Sudah beberapa jam sejak pemakaman mendiang Ibunya dilakukan, kini para peziarah sedikit demi sedikit mulai membubarkan diri menuju rumah masing-masing. Di halaman rumahnya hanya tersisa Geng Vobrama serta beberapa saudaranya yang sibuk mengobrol tentang hal apapun.

Jangan tanyakan Zidya, gadis itu sudah izin kembali ke sekolah setelah lebih banyak berbicara dengan Alfi, saudaranya, entah kenapa cowok itu langsung terlihat akrab dengan siapapun yang baru pertama kali di temui. Apakah sosok Alfi begitu hangat? Mungkin untuk orang-orang iya, tapi tidak berlaku untuk dirinya. Menurutnya Alfi tetaplah musuh dalam selimut.

"Duit kemaren lu menang lomba masih ada." Bang Ghany memulai pembicaraan setelah dirasa suasana di sekitarnya bagai kuburan. Mendengar itu Albas menatap Bang Ghany dengan tatapan menuntut penjelasan. "Lu bisa ke luar kota buat nenangin diri."

"Bener juga lu Bang, gua lagi pusing banget nih sama tugas sekolah," timbrung Reizy sembari memijat pelipisnya. Mengingat bahwa penderitaannya bertambah berkali-kali lipat di kelas 12. Jangankan untuk sekedar bermain seharian, tidur lebih lama 1 jam saja ia akan langsung mendapat omelan dari Ibunya. Kalaupun ia bisa berkumpul selama ini, pastinya karena ia selalu kabur dari rumah dengan berbagai cara.

"Liburan cuma berlaku buar Albas. Kalo lu mau liburan, usaha." Ucapan Bang Ghany seketika membuat Reizy memanyunkan bibir kesal.

Tangan kanan Amir terulur menoyor dahi Reizy, "Muka lu gak usah kaya perawan ditinggal kawin gitu."
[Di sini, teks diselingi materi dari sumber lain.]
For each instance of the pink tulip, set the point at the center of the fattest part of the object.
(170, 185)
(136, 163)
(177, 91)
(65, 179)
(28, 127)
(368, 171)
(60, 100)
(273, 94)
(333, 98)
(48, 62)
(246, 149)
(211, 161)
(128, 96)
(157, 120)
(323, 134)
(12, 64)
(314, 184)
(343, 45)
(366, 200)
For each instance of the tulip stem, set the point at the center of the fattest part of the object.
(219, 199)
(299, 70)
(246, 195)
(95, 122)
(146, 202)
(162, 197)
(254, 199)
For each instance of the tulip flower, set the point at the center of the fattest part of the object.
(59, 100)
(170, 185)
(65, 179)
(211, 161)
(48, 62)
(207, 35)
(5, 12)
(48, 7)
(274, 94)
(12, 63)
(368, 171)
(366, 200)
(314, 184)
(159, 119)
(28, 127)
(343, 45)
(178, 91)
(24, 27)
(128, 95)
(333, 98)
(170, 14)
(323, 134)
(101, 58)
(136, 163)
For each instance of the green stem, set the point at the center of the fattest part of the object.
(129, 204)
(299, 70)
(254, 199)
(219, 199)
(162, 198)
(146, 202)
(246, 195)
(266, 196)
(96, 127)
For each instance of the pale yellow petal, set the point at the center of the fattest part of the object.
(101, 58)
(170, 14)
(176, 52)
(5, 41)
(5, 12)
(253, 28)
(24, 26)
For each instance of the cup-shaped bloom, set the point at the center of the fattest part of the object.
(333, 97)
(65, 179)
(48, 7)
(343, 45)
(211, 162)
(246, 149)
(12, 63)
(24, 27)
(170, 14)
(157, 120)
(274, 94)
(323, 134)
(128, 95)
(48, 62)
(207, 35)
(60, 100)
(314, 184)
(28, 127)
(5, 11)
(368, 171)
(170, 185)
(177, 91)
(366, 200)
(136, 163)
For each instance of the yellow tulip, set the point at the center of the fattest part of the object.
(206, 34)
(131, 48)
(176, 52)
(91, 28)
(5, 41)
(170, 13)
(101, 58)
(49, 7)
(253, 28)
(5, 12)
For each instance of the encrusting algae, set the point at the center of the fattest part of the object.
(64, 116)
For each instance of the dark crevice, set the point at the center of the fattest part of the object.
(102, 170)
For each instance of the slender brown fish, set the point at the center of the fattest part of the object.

"Eh dugong, muka seganteng gini di bilang perawan. Ini tuh bukan perawan tapi sayang kamyu yang sering mangkal di lampyu merah, chin," ujar Reizy sambil mencolek dagu Amir serta mengedipkan mata genit. Sontak itu membuat tawa anggota Vobrama pecah seketika, termasuk Albas yang merasa terhibur, walaupun sakit di hatinya masih ia rasakan. Setidaknya untuk sekarang ia memahami bahwa masih ada orang terdekatnya yang akan setia menemani entah karena tawa atupun airmata.

"Anjir, dagu suci gua ternodai." Amir terus mengelap dagunya yang di sentuh Reizy, seakan ada kuman yang ditularkan cowok itu melalui tangan.

"Perasaan tadi gua lagi ngasih saran? Kenapa jadi ngomongin hal gak berfaedah kaya gini?" tanya bang Ghany menengahi Reizy maupun Amir agar tidak melanjutkan aksinya.

"Gimana Al?" lanjutnya sambil menatap Albas meminta jawaban.

"Gak perlu Bang, gua bakal baik-baik aja di sini. Lagian mau kemana pun gua pergi, gak bakal ngebuat memori hari ini hilang gitu aja. Lu tau gua kan Bang, gua gak akan pernah ngehindar dari masalah dan jadi pengecut."

******

Setelah kembali dari rumah Albas, Zidya lebih banyak melamun. Bahkan ia sempat mendapat teguran dari Bu Ria –Guru matematika– yang terkenal di siplin dan tidak menyukai ketika mendapati murid tidak memperhatikan pelajarannya. Bahkan tak segan-segan membiarkan murid itu keluar kelas dan besoknya wajib menjelaskan materi yang tertinggal di depan kelas, tanpa melihat catatan.

"Zidya!" tegur Bu Ria tegas.

Zidya tersentak kaget saat mendapat senggolan lengan dari Nadela lalu melirik sekitar, matanya beralih menatap guru di depan kelasnya dengan tatapan bingung.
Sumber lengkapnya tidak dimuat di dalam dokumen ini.